Interpretation of Results
MSI Analysis and DNA MMR Protein IHC of Upper Tract UC to Assess for LS
Defective DNA MMR is rarely observed in UC of the bladder but is found in approximately 20–30 % of upper tract UC [10, 11]. Patients with early onset upper tract UC or an upper tract UC and a family history of LS-related tumors should be evaluated for LS. This evaluation can consist of assessing the tumor for defective DNA MMR with MSI testing and/or DNA MMR IHC. Patients whose tumors exhibit high-level MSI (MSI-H phenotype) have defective DNA MMR and almost always show loss of expression of one or more of the DNA MMR proteins by IHC. Most histopathology laboratories perform immunostains for four DNA MMR proteins: MLH1, PMS2, MSH2, and MSH6. The most common pattern of protein expression loss in tumors that exhibit defective DNA MMR is loss of MLH1 and PMS2 with retention of staining for MSH2 and MSH6. This pattern of expression is most often due to epigenetic silencing of the MLH1 gene through promoter hypermethylation. However, some patients with MLH1 and PMS2 loss have a germline mutation in the MLH1 gene and consequently have HNPCC. Less common IHC staining patterns are loss of MSH2 and MSH6 with retention of MLH1 and PMS2, loss of MSH6 alone, or loss of PMS2 alone. These three patterns are strongly associated with the presence of a germline mutation in the MSH2, MSH6, and PMS2 genes, respectively.
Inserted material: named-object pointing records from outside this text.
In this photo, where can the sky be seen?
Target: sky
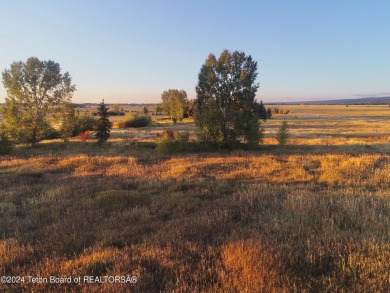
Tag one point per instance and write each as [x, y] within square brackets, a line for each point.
[131, 51]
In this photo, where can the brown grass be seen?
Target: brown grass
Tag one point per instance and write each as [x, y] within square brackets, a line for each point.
[277, 220]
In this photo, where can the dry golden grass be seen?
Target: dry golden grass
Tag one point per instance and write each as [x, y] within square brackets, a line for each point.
[297, 219]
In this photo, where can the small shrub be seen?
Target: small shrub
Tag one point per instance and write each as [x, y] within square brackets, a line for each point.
[84, 136]
[134, 121]
[170, 142]
[6, 145]
[84, 123]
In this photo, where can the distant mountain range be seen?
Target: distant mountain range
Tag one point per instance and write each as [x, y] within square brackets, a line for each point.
[379, 100]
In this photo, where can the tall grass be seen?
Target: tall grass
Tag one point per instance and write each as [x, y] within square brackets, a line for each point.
[241, 221]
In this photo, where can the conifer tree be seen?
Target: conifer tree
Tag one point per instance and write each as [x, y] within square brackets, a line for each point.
[269, 113]
[103, 125]
[68, 120]
[283, 133]
[262, 111]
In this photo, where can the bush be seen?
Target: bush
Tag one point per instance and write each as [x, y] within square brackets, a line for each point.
[84, 123]
[170, 142]
[52, 133]
[6, 145]
[134, 121]
[84, 136]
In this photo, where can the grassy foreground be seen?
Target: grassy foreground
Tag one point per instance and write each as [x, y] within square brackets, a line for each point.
[306, 218]
[211, 222]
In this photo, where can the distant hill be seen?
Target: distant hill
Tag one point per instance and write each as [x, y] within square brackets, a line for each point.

Patients with genetically proven LS are at risk of developing various tumors such as colorectal cancer, endometrial cancer, upper tract UC, gastric cancer, and sebaceous skin tumors and should undergo regular surveillance for these tumors.
Fluorescence In Situ Hybridization for UC Detection
Urine cytology has been the primary laboratory method for diagnosing and monitoring UC for the past 50 years. Urine cytology has excellent specificity but poor sensitivity for the detection of UC [19]. The problem with false-negative urine cytology test results, if combined with a negative cystoscopy, is that clinical surveillance regimens recommend rescreening in 3 months, allowing an undetected tumor to progress to a higher, potentially incurable state before it is detected. This is of particular concern for grade 3 UC, which routinely progress if not removed or treated. The suboptimal sensitivity of urine cytology has prompted the development of new tests with improved sensitivity for UC detection.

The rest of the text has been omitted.